This example shows a version of RESAMPLE
which calculates the correlation between two variates.
PROCEDURE [PARAMETER=pointer] 'RESAMPLE'
OPTION 'DATA', " (I: variates, factors or texts) data
vectors from which to calculate
the statistics; no default"\
'AUXILIARY', " (I: pointers) auxiliary sets of data
vectors, each of which is to be
resampled independently"\
'ANCILLARY'; " (I: any type of structure) other
relevant information needed to
calculate the statistics "
MODE=p; TYPE=!t(variate,factor,text),'pointer',*;\
SET=yes,no,no; LIST=yes; DECLARED=yes; PRESENT=yes
PARAMETER 'STATISTIC', " (O: scalars) to save the calculated
statistics "\
'EXIT'; " (O: scalars) to save an exit code
to indicate failure (EXIT[i]=1) or
success (EXIT[i]=0) when calculating
each STATISTIC[i]"\
MODE=p; TYPE='scalar'; SET=yes
CALC STATISTIC[1] = CORRELATION(DATA[1]; DATA[2])

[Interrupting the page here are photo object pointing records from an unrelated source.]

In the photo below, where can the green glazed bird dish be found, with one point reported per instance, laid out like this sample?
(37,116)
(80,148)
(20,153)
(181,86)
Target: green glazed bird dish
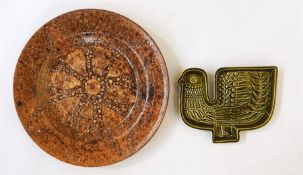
(244,100)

& EXIT[1] = STATISTIC[1]==C('missing')
ENDPROCEDURE
VARIATE [VALUES=576,635,558,578,666,580,555,661,651,605,\
653,575,545,572,594] Y
& [VALUES=3.39,3.30,2.81,3.03,3.44,3.07,3.00,3.43,3.36,3.13,\
3.12,2.74,2.76,2.88,2.96] Z
BOOTSTRAP [DATA=Y,Z; SEED=77320] 'Correlation'
The RESAMPLE
procedure is called within a loop, and the statistics that are returned are loaded into variates. If any statistics fail to be calculated, as recorded by the EXIT
parameter of RESAMPLE
, they are stored as missing values. BOOTSTRAP
will then base its estimation on the successful generations, but reports how many failures occurred.

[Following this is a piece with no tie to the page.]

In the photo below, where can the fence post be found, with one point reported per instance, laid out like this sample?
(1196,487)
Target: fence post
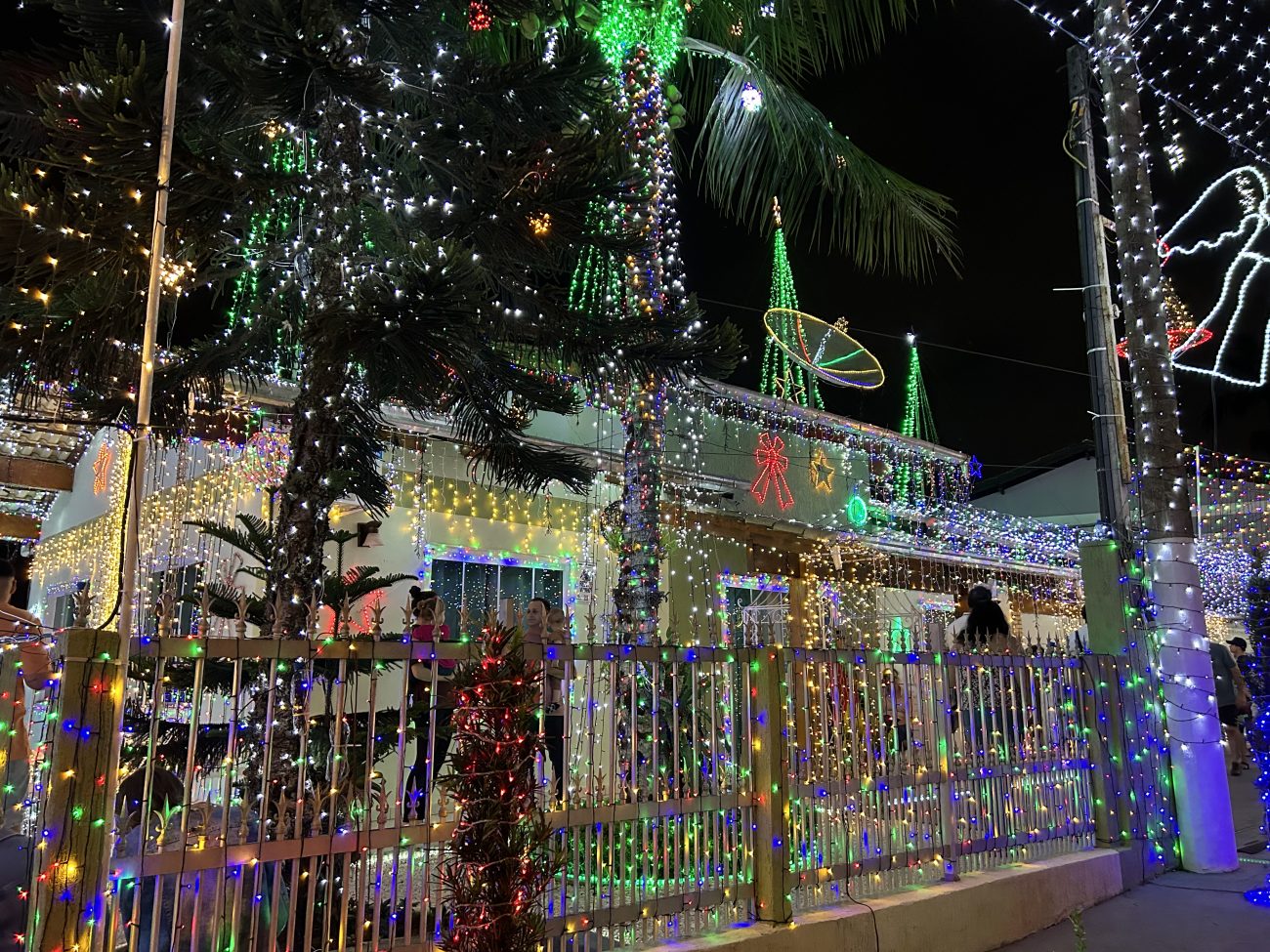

The bootstrap estimates are formed as simple means of the stored variates, and the s.e.s are square roots of the sample variance. The TABULATE
directive is used to estimate quantiles from the stored variates, to define confidence limits. The variance-covariance matrix is formed from the statistics using the FSSPM
directive.
The graphical representation uses DHISTOGRAM
or HISTOGRAM
on the stored variates. The smoothed curves are calculated from the transformed percentages from the histogram: LOGIT(CUM(%))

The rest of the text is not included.